Patients in Studies 1 and 2 also received subcutaneous azacitidine 75 mg/m2 on days 1–7 of the 28-day cycle. Study 3 planned to evaluate two different treatment schedules: volasertib monotherapy (Schedule A) and subcutaneous or intravenous azacitidine in combination with volasertib (Schedule B). The dose escalation cohorts for each Schedule were planned to be enrolled alternately.
All trials were carried out in accordance with the principles of the Declaration of Helsinki, with the International Conference on Harmonization Harmonised Tripartite Guideline for Good Clinical Practice (GCP), and with applicable regulatory requirements.
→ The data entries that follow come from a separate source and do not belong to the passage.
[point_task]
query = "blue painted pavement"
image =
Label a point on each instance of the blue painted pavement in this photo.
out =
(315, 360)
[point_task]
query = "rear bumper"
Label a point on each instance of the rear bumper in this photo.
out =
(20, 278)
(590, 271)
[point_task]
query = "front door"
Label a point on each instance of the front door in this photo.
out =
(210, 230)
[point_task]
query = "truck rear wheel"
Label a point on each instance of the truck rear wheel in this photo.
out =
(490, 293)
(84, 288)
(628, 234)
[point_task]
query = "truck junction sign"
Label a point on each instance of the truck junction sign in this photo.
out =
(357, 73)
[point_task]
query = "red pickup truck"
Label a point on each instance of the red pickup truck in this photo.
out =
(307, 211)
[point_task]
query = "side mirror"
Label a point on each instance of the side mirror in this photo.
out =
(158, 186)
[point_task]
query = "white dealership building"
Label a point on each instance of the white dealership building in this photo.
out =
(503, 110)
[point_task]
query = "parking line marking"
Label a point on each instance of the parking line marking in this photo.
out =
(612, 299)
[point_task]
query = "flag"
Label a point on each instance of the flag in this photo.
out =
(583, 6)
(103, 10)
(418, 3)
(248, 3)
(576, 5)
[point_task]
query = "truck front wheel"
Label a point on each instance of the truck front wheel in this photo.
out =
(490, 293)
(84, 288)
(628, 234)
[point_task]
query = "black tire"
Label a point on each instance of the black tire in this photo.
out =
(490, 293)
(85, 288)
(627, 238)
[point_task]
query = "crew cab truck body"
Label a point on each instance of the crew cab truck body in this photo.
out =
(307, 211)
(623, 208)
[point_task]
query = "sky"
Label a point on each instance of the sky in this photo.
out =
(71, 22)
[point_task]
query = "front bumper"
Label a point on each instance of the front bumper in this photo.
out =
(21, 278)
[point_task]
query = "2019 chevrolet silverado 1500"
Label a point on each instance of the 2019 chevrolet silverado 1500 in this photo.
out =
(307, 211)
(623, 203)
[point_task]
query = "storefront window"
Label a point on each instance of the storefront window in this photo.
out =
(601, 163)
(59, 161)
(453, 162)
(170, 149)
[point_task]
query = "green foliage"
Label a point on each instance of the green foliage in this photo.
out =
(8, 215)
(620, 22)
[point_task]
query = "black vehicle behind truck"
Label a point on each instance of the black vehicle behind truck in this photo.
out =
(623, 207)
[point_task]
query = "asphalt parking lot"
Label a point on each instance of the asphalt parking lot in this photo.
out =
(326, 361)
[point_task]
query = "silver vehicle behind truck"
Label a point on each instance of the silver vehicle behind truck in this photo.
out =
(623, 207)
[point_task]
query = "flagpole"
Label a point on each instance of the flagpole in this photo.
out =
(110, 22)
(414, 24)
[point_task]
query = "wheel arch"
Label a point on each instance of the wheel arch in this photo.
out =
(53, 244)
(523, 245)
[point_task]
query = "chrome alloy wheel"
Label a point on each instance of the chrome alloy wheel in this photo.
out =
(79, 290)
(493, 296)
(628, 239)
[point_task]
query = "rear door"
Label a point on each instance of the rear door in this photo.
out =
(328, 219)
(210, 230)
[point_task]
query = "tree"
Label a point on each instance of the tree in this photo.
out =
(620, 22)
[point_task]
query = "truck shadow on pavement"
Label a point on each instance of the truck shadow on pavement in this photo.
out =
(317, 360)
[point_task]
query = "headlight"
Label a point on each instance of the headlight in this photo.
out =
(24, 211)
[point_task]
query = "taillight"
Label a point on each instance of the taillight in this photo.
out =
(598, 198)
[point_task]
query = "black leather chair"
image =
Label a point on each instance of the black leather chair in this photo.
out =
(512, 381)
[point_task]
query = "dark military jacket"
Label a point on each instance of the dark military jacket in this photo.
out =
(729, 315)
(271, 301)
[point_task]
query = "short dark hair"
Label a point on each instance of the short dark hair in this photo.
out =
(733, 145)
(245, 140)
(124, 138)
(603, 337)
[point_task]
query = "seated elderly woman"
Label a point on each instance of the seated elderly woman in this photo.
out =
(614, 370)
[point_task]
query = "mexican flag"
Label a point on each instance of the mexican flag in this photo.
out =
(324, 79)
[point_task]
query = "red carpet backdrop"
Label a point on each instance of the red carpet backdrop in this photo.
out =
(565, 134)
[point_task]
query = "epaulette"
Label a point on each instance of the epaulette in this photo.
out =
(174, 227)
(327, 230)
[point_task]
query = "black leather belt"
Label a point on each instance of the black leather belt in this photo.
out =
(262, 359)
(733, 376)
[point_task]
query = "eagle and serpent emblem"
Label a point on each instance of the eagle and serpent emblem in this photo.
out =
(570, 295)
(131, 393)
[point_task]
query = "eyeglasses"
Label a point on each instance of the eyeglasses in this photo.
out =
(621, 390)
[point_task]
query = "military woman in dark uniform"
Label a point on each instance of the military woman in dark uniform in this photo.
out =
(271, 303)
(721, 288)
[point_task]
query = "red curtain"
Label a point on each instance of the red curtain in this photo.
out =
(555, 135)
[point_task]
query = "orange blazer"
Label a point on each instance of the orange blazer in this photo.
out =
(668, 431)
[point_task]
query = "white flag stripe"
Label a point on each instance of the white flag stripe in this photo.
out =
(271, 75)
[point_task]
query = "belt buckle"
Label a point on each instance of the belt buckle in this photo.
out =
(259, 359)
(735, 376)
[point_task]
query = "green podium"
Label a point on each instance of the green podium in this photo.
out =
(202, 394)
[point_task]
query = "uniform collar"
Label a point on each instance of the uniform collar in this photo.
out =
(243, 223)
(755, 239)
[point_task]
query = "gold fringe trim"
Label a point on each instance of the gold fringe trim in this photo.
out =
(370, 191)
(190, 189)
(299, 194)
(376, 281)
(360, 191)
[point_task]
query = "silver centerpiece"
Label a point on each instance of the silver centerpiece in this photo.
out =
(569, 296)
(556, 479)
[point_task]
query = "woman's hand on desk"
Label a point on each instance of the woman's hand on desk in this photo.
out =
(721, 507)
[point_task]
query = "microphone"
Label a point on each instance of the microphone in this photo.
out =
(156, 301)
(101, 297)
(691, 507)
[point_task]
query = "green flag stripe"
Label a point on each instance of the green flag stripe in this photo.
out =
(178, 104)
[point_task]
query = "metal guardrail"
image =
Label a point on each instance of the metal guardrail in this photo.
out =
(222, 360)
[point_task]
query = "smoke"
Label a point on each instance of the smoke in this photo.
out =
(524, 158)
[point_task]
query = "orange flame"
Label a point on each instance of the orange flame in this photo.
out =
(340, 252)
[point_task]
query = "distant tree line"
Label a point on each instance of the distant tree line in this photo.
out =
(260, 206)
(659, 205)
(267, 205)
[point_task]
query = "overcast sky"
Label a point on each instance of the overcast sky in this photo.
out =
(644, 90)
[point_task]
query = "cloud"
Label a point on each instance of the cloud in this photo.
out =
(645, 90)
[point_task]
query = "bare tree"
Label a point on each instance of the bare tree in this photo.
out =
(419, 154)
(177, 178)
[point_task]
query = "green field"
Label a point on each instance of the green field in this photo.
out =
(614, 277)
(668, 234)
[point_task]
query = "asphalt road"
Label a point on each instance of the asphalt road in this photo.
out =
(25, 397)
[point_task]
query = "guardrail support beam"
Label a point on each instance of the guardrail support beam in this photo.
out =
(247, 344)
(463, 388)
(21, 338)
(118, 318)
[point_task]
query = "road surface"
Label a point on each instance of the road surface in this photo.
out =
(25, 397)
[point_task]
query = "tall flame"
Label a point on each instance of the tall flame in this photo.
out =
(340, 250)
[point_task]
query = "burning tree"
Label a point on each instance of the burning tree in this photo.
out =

All patients provided written informed consent.
Endpoints
The primary objective of each study was to determine the MTD of volasertib in combination with azacitidine (or as monotherapy in Study 3), which was defined as the dose level in which less than 2 of 6 patients (Study 1), not more than 1 of 6 patients (Study 2), or not more than 33% of patients (Study 3) experienced a dose-limiting toxicity (DLT).
DLTs were defined as any of the following considered to be drug-related: 1) grade ≥ 3 (Common Terminology Criteria for Adverse Events [CTCAE] Version 3.0 or 4.03) non-hematological toxicity (exceptions were untreated nausea, vomiting, or diarrhea; clinically non-significant laboratory abnormalities, or laboratory abnormalities that resolved spontaneously; febrile neutropenia or grade 3 infection if the patient recovered with appropriate treatment within 7 days [all studies]); 2) inability to deliver the full dose of volasertib according to the assigned dose level within cycle 1; 3) treatment delay of ≥ 4 weeks due to drug-related adverse events (DRAEs).
Further safety endpoints included the incidence and intensity of adverse events (AEs) graded according to CTCAE Version 3.0 or Version 4.03. Efficacy was a secondary endpoint in these studies and was assessed by determining objective response to treatment according to International Working Group 2006 criteria [15]. In Studies 1 and 3, the objective response rate was calculated (proportion of patients with complete remission [CR] or partial remission [PR]).
Statistical analyses
All analyses were summarized descriptively; no formal hypothesis testing was planned.
Protocol amendments
Study 1
Following reports of an increased rate of fatal infection in the phase III 1230.14 trial of volasertib in patients with AML, Study 1 was modified: volasertib dosing adaptation to the patient’s individual BSA instead of a volasertib flat starting dose of 250 mg and the introduction of volasertib dosing schedules A (day 1), B (day 7), and C (days 1 and 7) instead of a single dosing schedule (days 1 and 15).
Study 2
In consideration of the DLT occurrence status in Study 1, planned doses in Cohorts 2 and 3 were changed from 300 mg to 250 mg for Cohort 2 and from 350 mg to 300 mg for Cohort 3, with the change of number of patients per cohort from 3-6 to 6, and Cohort Intermediate was deleted.
Study 3
The amendments to the protocol for Study 3 were as follows: the analysis of efficacy was to be performed only for the secondary endpoint because only 1 patient was treated in this study.